Google’s updated Terms of Service has made it clear that files and messages stored, sent and received through Gmail, Google Drive and its other services could be used by Google and its partners for a variety of purposes.
The previous ToS had just mentioned that content it could use “upload, or otherwise submit content to [Google’s] Services”. This wording has become more specific, encompassing anything users “upload, submit, store, send or receive content to or through [Google’s] Services”.
Google states the following in its updated ToS:
When you upload, submit, store, send or receive content to or through our Services, you give Google (and those we work with) a worldwide license to use, host, store, reproduce, modify, create derivative works (such as those resulting from translations, adaptations or other changes we make so that your content works better with our Services), communicate, publish, publicly perform, publicly display and distribute such content.

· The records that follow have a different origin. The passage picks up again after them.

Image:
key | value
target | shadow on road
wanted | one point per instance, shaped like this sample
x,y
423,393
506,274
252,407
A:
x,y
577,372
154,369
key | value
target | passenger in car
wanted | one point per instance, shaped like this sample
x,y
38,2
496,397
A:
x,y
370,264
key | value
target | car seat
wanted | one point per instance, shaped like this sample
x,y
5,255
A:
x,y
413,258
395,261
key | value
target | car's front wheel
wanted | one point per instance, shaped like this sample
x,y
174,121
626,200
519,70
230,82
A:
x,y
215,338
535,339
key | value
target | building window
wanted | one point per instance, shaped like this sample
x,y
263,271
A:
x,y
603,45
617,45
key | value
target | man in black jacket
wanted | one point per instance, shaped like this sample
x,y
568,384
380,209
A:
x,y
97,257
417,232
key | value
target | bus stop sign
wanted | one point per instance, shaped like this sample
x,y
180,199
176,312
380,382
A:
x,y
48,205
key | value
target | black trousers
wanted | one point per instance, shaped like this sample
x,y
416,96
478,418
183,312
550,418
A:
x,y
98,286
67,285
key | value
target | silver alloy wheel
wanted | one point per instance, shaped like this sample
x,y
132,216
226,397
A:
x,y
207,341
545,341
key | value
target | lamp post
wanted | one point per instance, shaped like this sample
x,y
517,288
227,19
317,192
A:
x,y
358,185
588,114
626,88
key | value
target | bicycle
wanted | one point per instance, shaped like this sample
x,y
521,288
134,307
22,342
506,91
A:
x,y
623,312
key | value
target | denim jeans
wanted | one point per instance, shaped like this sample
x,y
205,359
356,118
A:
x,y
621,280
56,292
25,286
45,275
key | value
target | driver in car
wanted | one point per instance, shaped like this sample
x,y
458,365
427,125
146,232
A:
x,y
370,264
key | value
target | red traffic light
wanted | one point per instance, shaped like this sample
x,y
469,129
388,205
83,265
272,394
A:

It also added the following paragraph regarding email:
Our automated systems analyze your content (including emails) to provide you personally relevant product features, such as customized search results, tailored advertising, and spam and malware detection. This analysis occurs as the content is sent, received, and when it is stored.
Of course, Google’s business model is around highly targeted ads, so its intent is more to find particular trends and keywords rather than explicitly reading emails or posting them publicly. In its privacy statement, Google notes, “We may share aggregated, non-personally identifiable information publicly and with our partners – like publishers, advertisers or connected sites.”
Also, facing a lawsuit from privacy advocates last year, Google said, “all users of email must necessarily expect that their emails will be subject to automated processing.” Of course, it’s difficult to draw a fine line between what’s reasonable “automated processing” and an invasion of privacy.
Other email providers are becoming more aware of the blowback from accessing user accounts. Microsoft recently introduced a policy around its email service, Hotmail, that would require Microsoft to present evidence to an outside attorney before looking in users’ accounts. This was in response to an incident where Microsoft accessed a user account to find the source of a code leak.
While there are many that are likely outraged over Google updated ToS, Google contends that it is being more open with how it is operating, allowing users to make more informed decisions on where they place their data and their trust. This will provide opportunities for email and cloud providers to compete on privacy policies in addition to other features.